The first act is a slow burn of social awkwardness and tentative male bonding as the very different husbands try to make sense of mental illness. Frick, a successful businessman and Hamilton, a carpenter descended from a founding father of American democracy find nothing that unites their wives. Rich/Poor. Kids/No kids. Lost optimism/Swedish lack of optimism. These men are lost without a premise to explain why their wives are psychiatric patients. Patrick Poletti as Frick and David Ricardo-Pearce as Hamilton are utterly convincing as two very different men both broken in their own ways by their attempts to cope with their wives’ mental illness.
The wives appear in the second act having formed their own connection. Karen is a first time patient and is discomobulated by the medication and terribly vulnerable in her desire to be accepted. Played with sweet desperation by Annie Tyson, she portrays a wife who imagines herself a disappointment to her husband having been cruelly rejected by her own mother. It is only through music and dance that she fully comes alive with childlike glee that her bewildered husband struggles to comprehend. The scenes where she performs are tender and filled with tentative hope from a woman who had “lost her optimism.”
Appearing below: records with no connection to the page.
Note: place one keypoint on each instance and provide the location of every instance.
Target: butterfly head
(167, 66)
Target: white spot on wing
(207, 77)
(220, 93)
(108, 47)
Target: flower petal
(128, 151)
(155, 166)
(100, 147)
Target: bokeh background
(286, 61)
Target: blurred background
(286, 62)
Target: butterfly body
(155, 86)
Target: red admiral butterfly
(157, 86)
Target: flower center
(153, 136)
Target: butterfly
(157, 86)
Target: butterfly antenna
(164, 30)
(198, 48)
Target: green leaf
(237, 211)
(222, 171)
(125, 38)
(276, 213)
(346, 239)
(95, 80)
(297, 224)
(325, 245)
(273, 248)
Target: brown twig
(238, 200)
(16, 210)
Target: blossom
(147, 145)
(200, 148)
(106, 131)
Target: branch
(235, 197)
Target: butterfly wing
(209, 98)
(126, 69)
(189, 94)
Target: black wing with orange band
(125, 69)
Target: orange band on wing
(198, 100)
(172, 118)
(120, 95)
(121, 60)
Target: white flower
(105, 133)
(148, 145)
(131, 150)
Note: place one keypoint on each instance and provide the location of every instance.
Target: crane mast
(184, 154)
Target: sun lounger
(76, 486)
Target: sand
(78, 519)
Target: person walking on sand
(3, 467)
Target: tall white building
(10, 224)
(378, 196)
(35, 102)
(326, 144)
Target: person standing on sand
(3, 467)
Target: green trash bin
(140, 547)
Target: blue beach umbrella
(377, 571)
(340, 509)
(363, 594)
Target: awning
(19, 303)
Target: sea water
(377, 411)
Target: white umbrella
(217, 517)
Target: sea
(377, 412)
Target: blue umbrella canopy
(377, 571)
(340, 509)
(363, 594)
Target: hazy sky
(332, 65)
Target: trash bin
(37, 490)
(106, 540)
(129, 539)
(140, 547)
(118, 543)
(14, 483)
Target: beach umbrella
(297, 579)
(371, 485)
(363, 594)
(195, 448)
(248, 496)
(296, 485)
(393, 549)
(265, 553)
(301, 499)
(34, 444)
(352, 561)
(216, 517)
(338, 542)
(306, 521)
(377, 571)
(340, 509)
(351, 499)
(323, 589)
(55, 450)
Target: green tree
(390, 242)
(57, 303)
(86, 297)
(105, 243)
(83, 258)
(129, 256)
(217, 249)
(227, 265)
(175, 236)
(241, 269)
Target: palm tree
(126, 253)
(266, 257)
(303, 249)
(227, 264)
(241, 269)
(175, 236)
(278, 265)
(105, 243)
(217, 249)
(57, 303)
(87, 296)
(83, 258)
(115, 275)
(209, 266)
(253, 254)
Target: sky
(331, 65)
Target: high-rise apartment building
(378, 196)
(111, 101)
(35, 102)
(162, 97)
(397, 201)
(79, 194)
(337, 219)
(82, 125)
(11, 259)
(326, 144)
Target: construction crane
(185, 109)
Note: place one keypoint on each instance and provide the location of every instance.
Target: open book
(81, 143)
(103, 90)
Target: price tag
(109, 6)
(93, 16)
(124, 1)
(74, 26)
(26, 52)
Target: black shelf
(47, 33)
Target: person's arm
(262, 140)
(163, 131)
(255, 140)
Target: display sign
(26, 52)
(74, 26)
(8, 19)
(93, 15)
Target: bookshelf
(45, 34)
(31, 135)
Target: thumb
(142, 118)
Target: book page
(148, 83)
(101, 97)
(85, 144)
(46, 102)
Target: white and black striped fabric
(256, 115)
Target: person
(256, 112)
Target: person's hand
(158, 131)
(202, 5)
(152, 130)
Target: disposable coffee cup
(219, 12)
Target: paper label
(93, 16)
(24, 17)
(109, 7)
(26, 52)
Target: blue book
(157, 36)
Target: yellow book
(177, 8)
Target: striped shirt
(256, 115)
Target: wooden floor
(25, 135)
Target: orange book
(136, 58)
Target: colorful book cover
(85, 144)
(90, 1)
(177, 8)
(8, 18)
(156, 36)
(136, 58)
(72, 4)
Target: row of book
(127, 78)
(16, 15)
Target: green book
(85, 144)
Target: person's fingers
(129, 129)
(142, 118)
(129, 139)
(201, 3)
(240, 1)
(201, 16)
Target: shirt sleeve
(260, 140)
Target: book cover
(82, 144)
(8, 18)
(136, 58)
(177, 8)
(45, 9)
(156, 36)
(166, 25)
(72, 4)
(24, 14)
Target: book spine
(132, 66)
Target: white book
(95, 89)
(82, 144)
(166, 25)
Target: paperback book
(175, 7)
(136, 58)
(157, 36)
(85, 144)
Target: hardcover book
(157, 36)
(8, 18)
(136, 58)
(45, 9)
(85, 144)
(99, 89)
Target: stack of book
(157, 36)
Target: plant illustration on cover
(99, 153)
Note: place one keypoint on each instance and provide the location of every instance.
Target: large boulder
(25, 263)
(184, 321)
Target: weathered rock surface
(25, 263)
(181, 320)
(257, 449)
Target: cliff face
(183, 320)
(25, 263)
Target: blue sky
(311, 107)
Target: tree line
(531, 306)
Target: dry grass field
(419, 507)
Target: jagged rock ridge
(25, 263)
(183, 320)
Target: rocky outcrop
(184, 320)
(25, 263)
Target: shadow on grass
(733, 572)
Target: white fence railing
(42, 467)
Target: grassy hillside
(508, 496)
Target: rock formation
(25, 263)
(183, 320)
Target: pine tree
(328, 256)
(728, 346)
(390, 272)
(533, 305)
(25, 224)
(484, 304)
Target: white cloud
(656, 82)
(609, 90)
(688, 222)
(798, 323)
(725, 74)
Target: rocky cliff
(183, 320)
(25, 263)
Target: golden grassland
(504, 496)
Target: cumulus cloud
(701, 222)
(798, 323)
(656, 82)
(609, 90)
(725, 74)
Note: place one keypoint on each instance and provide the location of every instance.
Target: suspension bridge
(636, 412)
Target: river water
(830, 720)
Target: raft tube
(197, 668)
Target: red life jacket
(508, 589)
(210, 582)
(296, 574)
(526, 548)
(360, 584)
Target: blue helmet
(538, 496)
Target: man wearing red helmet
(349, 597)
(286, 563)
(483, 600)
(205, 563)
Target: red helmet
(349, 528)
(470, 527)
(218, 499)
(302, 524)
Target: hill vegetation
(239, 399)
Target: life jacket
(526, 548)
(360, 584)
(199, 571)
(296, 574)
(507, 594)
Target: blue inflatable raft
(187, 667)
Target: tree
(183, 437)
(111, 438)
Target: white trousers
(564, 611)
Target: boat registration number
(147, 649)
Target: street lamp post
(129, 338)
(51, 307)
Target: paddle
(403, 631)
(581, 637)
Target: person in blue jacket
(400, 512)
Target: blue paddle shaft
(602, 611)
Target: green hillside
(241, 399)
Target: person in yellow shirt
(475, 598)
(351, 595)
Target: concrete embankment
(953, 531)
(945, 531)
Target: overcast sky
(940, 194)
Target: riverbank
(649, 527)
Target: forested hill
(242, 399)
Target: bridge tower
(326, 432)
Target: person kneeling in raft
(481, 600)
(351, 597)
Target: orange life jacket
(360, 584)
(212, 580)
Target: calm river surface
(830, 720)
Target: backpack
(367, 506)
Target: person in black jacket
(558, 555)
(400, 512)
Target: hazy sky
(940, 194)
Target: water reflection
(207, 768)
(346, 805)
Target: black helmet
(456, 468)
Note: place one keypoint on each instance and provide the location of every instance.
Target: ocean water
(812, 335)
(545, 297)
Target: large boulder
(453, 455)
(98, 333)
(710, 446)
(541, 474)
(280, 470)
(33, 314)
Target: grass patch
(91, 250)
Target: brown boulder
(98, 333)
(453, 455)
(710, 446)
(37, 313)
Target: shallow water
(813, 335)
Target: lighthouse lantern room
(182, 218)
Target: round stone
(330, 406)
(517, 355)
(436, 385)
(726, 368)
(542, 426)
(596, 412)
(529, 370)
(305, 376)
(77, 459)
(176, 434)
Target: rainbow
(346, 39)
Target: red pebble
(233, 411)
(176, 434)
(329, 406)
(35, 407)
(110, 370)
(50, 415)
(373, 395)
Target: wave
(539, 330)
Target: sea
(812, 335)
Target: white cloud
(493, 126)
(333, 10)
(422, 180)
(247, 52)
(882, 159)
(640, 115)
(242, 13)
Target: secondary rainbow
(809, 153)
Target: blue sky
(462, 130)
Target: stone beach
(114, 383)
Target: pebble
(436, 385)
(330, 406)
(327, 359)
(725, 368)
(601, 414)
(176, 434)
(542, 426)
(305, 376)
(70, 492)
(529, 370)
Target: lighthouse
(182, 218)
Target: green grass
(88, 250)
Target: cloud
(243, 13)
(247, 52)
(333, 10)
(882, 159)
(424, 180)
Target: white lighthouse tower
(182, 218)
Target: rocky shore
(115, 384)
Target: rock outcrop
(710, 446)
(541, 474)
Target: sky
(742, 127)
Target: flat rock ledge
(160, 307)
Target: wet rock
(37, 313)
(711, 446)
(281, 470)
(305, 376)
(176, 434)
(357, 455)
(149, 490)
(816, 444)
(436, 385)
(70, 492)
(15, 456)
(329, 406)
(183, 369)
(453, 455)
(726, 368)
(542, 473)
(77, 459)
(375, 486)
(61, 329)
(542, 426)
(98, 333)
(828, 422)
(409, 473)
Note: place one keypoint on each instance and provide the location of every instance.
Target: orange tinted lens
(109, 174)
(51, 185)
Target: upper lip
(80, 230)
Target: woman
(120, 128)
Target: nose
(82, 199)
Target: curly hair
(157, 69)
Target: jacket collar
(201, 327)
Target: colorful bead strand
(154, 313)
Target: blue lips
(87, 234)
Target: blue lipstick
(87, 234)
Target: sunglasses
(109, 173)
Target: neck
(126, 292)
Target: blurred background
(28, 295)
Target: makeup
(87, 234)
Juliet Aubrey captivates as the frequent flier, savvy to the effects of all the medication. Although bewildered as to what, if anything is actually wrong with her, she dryly acknowledges that “Anybody with any sense would be depressed in this country.” Brittle and full of nervous twitching energy, she exudes charm. Still beautiful despite having seven children and feeling “a torn off rag of my old self” she is drug free for 21 days after 15 years. As her and her husband exchange truths about their life together, a picture appears of loss, potential never fully realised, disappointments and resentments. These moments on stage are there in so many relationships but highlight our human vulnerability to cope in a changing world that we may struggle to understand.
Stark staging creates a sterile environment for these fragile humans to come together and is a fitting backdrop to play out messy, confused emotions. A bed is always occupied by a third unmoving, possibly catatonic women who is a poignant reminder of just how cruel depression is. The Last Yankee is a deeply satisfying watch and Thacker’s rich understanding of Miller’s work ensures that this intimate staging works beautifully.